The B-cell receptor and the phosphatidylinositol 3-kinase (PI3K) signalling pathways, together with their downstream partners, represent important therapeutic targets for B-cell lymphomas. Here, we evaluated the activity of acalabrutinib (ACP-196) and ACP-319 (AMG-319), second generation inhibitors of Bruton tyrosine kinase (BTK) and PI3Kδ inhibitor, respectively, in lymphoma pre-clinical models. The two compounds showed activity in activated B-cell-like diffuse large B-cell lymphoma (ABC DLBCL), mantle cell lymphoma and marginal zone lymphoma. Two in vivo experiments with ABC DLBCL and MCL xenografts confirmed the effect of the single agents.
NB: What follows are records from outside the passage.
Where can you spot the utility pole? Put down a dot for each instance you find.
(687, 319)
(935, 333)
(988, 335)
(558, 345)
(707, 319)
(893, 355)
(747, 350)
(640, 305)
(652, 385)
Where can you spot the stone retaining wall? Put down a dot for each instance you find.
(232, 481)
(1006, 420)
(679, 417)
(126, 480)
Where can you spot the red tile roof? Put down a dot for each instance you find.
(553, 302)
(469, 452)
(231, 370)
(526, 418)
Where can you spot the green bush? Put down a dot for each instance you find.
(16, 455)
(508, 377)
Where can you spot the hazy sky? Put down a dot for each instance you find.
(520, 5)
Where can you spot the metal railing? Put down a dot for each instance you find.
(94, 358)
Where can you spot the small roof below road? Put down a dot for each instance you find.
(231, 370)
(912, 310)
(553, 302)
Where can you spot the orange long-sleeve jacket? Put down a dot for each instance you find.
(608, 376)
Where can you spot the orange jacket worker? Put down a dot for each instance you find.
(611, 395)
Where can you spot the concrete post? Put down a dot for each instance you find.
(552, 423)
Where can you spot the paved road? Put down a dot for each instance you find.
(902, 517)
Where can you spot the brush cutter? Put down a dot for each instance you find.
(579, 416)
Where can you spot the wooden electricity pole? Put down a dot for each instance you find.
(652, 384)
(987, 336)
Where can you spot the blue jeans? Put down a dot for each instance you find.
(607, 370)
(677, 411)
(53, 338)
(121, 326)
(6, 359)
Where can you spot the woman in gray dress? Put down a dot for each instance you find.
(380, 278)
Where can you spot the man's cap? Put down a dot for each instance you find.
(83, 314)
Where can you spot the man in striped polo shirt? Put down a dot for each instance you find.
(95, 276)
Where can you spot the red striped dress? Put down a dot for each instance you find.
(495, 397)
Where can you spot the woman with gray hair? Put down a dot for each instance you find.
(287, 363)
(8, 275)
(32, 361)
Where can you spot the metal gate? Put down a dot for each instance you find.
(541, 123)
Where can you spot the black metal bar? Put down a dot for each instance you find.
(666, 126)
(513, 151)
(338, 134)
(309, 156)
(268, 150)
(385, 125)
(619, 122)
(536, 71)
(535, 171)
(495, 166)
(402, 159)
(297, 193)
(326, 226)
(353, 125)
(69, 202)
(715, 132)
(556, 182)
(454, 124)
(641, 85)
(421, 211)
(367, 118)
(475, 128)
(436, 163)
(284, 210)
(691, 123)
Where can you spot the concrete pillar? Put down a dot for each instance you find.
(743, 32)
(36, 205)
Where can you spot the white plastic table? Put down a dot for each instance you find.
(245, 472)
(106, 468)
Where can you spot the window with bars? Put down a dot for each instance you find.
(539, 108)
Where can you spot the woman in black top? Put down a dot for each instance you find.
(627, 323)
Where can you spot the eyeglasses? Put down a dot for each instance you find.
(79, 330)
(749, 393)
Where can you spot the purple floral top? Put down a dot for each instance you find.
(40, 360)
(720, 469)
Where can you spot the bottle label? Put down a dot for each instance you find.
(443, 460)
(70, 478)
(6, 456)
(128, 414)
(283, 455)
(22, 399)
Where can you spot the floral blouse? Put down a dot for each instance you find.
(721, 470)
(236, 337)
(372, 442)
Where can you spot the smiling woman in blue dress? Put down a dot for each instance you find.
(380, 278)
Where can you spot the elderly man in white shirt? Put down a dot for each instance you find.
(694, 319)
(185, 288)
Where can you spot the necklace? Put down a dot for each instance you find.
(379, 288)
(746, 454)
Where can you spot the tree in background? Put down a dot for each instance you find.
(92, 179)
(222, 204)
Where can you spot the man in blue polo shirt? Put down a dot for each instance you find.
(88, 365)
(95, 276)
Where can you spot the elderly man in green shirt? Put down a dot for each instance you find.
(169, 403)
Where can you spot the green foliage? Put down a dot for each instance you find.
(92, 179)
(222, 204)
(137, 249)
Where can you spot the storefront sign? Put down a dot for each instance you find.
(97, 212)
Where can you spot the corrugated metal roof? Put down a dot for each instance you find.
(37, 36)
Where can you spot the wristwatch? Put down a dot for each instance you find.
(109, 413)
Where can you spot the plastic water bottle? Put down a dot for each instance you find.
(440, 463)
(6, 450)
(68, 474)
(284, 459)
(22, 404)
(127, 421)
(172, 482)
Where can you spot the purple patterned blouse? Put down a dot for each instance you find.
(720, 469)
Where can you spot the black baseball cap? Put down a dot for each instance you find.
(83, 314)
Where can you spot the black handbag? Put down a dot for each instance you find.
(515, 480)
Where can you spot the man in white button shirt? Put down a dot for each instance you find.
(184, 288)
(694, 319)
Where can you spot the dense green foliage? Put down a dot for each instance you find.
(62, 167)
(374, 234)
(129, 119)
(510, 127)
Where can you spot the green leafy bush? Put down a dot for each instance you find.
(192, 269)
Benefit was achieved by exposing the lymphoma cell lines to both acalabrutinib and ACP-319. Two cell lines presented a discordant response to first and second generation BTK inhibitors, probably due to the inhibition by ibrutinib of kinases other than BTK. In conclusion, our data sustain the on-going current trials with acalabrutinib and ACP-319 as single agents and provide the basis for the investigation of their combination as well.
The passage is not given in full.